These days, there is increased awareness among consumers for the safety of food products they consume. Consumers' growing demand for fresh and appropriate forms of products has led to the advancement of food safety practices in the food industry. Moreover, the relatively high occurrence of outbreaks of foodborne diseases in many countries, including developed ones, has resulted in increasing concern and intensive investigation of foodborne pathogens. As a result, there is currently an increased demand for the microbiological testing of food products.
Microbiological testing can outline important information about a manufacturing process, processing environment, as well as a specific product batch. It also informs whether a sampling/testing procedure is correctly designed and finished following regulatory guidelines or not.
However, one must understand that microbiological testing cannot determine 100% safety from pathogens, as tests are done using samples, which are only a portion of the food products.
Although a wide range of technologies is used for the identification and verification of microorganisms, among these technologies, three types of methods are commercially popular.
A special medium that is used in microbiological laboratories to identify and detect different types of microorganisms by culturing or growing. Usually, a culture medium is composed of different nutrients to enhance microbial growth.

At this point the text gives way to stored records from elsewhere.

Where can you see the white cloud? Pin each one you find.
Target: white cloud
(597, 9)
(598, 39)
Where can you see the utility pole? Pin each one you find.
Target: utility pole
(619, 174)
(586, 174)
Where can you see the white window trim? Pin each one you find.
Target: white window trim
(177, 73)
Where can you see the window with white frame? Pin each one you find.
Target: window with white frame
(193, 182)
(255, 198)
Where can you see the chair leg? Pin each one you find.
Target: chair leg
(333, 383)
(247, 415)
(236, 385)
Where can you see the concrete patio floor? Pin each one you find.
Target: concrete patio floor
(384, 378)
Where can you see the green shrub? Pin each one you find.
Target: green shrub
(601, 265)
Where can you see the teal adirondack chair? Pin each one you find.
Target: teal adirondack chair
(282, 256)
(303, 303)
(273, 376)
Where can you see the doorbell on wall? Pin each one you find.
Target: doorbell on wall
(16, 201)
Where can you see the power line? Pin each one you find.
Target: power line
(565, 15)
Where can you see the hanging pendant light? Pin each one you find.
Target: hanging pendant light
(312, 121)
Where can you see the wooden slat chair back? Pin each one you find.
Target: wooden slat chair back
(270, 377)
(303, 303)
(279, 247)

Traditionally, cultural techniques have been the tests of choice for both ready-to-eat foods and fresh produce. However, today immunoassay and PCR methods are more accepted than cultural methods, because recent developments of newer testing methods and validation studies have demonstrated that cultural methods aren't suitable for all food groups.
Immunoassay can be illustrated as a microbiological test that is used to measure the concentration of a macromolecule in a solution via using an antibody or immunoglobulin. The detected macromolecule from an immunoassay method is in many cases a protein and is widely termed as an "analyte". These analytes in biological liquids -- e.g. urine or serum -- are often measured following immunoassay test methods for various purposes.
PCR is a very recent and revolutionary method developed by Dr. Kary Mullis in 1983. Today, it is used in medical and biological research labs as a common and often indispensable technique for a variety of applications.
A PCR test can recognize pieces of DNA or RNA, which are expected to be unique to the target microorganism. PCR is based on using the ability of DNA polymerase and can generate billions of copies of a specific DNA sequence.